I see that this community is heavily interested in Dask, has anyone looked at using Ray (ray.io) and its use from Pangeo’s perspective? Also, here is a blog of the benefits of Ray over Dask for various tasks - Benchmarks: Dask Distributed vs. Ray for Dask Workloads.

Would love to hear the feedback.

Best,
Raghu

2 Likes

Thanks for the question and welcome to the forum!

Ray has certainly been on our radar. However, many (most?) Pangeo workflows involve nd-array data, which aligns great with the dask.Array module. AFAIK Ray only works with tabular (i.e. dataframe) style data.

I read your blog post. It was not exactly clear to me what you are doing. Your workflow seems to create dask arrays within dask tasks:

  • Load
    • Download file from S3 and load each file into 2D np.ndarray of type np.float32
    • Convert np.ndarray into dask.array of chunksize 0.25GB. Concatenate the dask.array into one dask.array.
    • Compute some metadata & wrap the dask.array + metadata in an xaray.Dataset

If you have already loaded the data into memory (np.ndarray), there is absolutely no reason to go back to dask array. That’s just going to slow down your computation.

Then you say this:

  • We end up with ~1.86 million 8MB zarr (xarray) files, totaling ~14.88 Terabytes
  • This means that we’ll be computing 1.86 million of the above graphs.
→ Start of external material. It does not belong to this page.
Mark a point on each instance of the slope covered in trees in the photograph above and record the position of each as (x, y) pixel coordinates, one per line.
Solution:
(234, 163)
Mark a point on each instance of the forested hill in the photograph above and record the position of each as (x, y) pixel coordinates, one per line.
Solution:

This really does not align with the way we use Dask in Pangeo. For a big computation, we typically just have one Zarr store and one task graph. This is an example of a typical workflow: http://gallery.pangeo.io/repos/pangeo-gallery/physical-oceanography/01_sea-surface-height.html
I’d love to see how to do the same thing with Ray.

So overall my impression is that you have shared a biased benchmark.

1 Like

Thanks @rabernat for your prompt response. Actually, my goal is to get a clear understanding of the Dask and Ray intersection and when to use what. I am not a Dask user and also unaware of the typical workflows, so really appreciate you sharing the example workflow that you have here. Also, the blog is something that I came across, not my own views (which I am trying to build based on conversations with key community members here).
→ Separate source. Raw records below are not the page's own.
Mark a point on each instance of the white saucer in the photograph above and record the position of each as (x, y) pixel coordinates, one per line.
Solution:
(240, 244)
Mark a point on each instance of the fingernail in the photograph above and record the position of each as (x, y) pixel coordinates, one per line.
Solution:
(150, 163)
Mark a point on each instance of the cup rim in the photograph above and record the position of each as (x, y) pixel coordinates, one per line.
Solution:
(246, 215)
Looking at the workflow you shared, the key feature that you are leveraging from Dask is the xarray and transformations on them (e.g., mean, transpose). Do you have an example where you are using Dask in combination with a ML or AI component (e.g., sklearn, tensorflow, pytorch).

Blockquote
Ray has certainly been on our radar. However, many (most?) Pangeo workflows involve nd-array data, which aligns great with the dask.Array module. AFAIK Ray only works with tabular (i.e. dataframe) style data.

What aspects of Ray are on your radar? Also, Ray does not support dataframe (that is modin) and is primarily object store based.